Following commercialisation in the 1990s, metal 3D printing has finally established itself as a manufacturing option beyond prototyping. Metal printer manufacturers and materials suppliers are poised to capitalise on this unmet demand, with the 3D printing metals market to be worth $12B in 2028. This rapid growth is analysed and implications evaluated in the latest market intelligence report from IDTechEx Research, 3D Printing Metals 2018-2028: Technology and Market Analysis.
The report emphasises that direct metal laser sintering (DMLS) remains the dominant printer technology by total installed base at the close of 2016 with an 84% market share; the remainder of the market is fragmented across four other major technology types.
Other nascent metal printing technologies such as liquid metal deposition, metal+polymer filament extrusion and electroplating have not yet been commercialised in 2016, but are expected to take significant market share over the medium to long term as they compete with established technologies on price and specification.
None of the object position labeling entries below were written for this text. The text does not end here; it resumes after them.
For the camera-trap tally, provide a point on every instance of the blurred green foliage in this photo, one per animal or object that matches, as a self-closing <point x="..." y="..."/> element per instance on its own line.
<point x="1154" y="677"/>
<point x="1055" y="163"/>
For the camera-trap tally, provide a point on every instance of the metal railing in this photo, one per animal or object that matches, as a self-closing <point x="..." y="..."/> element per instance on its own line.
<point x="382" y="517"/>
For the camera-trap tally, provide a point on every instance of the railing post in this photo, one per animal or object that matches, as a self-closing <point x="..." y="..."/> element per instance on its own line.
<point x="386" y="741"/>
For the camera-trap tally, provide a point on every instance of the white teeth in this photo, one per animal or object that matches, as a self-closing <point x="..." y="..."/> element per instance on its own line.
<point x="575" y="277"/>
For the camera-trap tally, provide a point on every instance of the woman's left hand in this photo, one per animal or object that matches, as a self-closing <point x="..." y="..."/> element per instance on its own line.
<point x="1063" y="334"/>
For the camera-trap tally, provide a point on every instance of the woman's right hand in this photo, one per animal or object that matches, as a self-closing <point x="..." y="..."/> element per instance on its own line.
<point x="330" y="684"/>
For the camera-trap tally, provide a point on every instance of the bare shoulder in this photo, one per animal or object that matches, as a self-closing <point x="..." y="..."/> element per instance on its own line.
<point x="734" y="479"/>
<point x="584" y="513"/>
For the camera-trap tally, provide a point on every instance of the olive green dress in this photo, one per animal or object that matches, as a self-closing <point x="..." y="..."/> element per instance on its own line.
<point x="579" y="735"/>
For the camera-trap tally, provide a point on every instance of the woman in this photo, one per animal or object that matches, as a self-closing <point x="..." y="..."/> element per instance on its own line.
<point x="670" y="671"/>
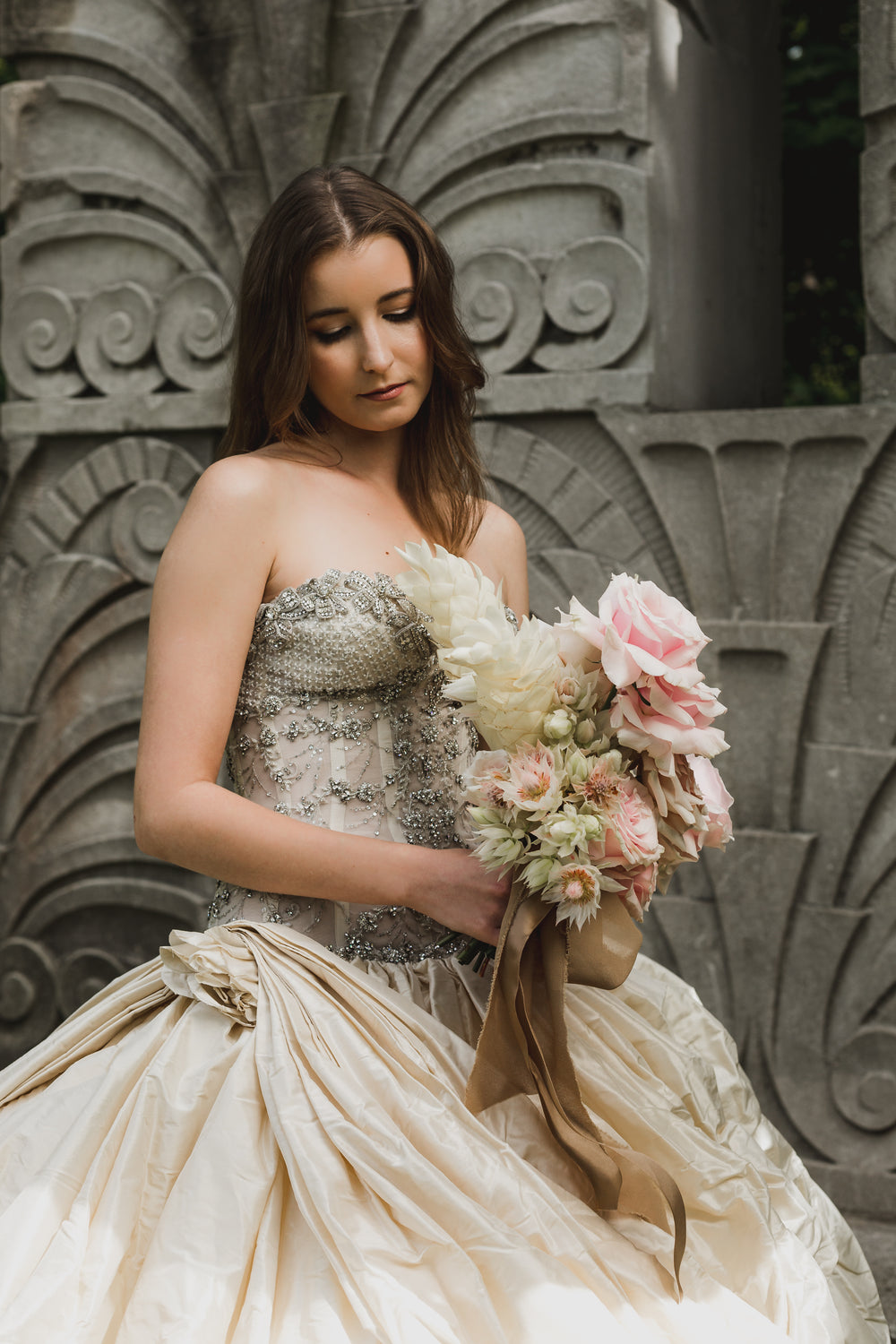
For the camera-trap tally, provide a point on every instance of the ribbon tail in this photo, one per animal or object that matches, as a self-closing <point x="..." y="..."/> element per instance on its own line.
<point x="524" y="1048"/>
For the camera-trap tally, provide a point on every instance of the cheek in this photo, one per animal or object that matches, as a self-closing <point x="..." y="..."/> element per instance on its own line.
<point x="324" y="370"/>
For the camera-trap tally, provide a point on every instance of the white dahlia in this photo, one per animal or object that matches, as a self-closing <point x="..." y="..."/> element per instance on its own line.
<point x="506" y="677"/>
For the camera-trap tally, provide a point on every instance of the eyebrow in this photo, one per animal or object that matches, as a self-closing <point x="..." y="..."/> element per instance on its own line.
<point x="383" y="298"/>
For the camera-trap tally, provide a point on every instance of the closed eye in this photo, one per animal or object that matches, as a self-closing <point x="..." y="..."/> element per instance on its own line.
<point x="331" y="338"/>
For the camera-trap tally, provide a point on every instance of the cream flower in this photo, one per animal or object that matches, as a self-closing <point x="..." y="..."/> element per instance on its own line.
<point x="485" y="777"/>
<point x="450" y="590"/>
<point x="716" y="803"/>
<point x="568" y="832"/>
<point x="500" y="841"/>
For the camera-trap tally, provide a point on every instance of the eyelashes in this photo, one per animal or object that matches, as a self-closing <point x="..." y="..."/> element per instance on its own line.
<point x="403" y="314"/>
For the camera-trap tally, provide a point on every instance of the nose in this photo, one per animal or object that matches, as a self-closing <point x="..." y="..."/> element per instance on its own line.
<point x="376" y="355"/>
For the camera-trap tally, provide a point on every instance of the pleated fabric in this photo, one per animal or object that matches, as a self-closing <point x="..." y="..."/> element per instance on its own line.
<point x="253" y="1142"/>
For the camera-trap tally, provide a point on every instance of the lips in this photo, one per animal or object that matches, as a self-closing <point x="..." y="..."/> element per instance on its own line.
<point x="384" y="394"/>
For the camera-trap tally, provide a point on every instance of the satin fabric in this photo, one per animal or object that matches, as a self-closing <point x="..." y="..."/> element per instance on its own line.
<point x="250" y="1140"/>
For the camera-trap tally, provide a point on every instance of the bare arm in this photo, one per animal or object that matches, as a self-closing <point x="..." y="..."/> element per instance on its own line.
<point x="210" y="582"/>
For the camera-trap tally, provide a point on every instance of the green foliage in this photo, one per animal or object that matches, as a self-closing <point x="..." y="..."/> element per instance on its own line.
<point x="823" y="139"/>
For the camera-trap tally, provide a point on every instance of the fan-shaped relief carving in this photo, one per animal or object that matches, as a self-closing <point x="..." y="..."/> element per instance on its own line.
<point x="576" y="532"/>
<point x="855" y="699"/>
<point x="836" y="1030"/>
<point x="117" y="280"/>
<point x="555" y="290"/>
<point x="72" y="668"/>
<point x="753" y="503"/>
<point x="151" y="50"/>
<point x="487" y="78"/>
<point x="78" y="935"/>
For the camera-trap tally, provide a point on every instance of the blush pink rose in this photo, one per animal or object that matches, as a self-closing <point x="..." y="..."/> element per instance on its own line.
<point x="664" y="719"/>
<point x="648" y="632"/>
<point x="487" y="777"/>
<point x="716" y="803"/>
<point x="637" y="886"/>
<point x="630" y="832"/>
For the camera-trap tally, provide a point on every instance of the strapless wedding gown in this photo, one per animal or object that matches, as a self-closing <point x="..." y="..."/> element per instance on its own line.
<point x="261" y="1136"/>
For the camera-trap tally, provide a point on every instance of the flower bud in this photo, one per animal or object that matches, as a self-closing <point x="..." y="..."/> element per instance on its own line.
<point x="586" y="733"/>
<point x="557" y="725"/>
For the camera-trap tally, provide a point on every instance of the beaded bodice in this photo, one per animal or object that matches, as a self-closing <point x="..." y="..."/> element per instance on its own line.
<point x="340" y="722"/>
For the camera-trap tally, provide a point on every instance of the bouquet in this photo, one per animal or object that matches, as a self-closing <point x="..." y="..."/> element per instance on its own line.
<point x="598" y="779"/>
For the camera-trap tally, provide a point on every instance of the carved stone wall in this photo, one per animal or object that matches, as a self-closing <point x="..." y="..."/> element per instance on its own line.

Materials suppliers are catering to an ever-increasing installed printer base, the majority of which will still rely on some form of powdered metal feedstock. These key market growth drivers and restraints are discussed in depth in the report.
An area which is attracting major attention is steel containing nanoscale microstructures. The slightest adjustments in chemistry can reduce weight while increasing strength. “Many of the metals in cars today did not exist 15 to 20 years ago,” says Dave Paratore, President and CEO for NanoSteel. Which is a sobering thought!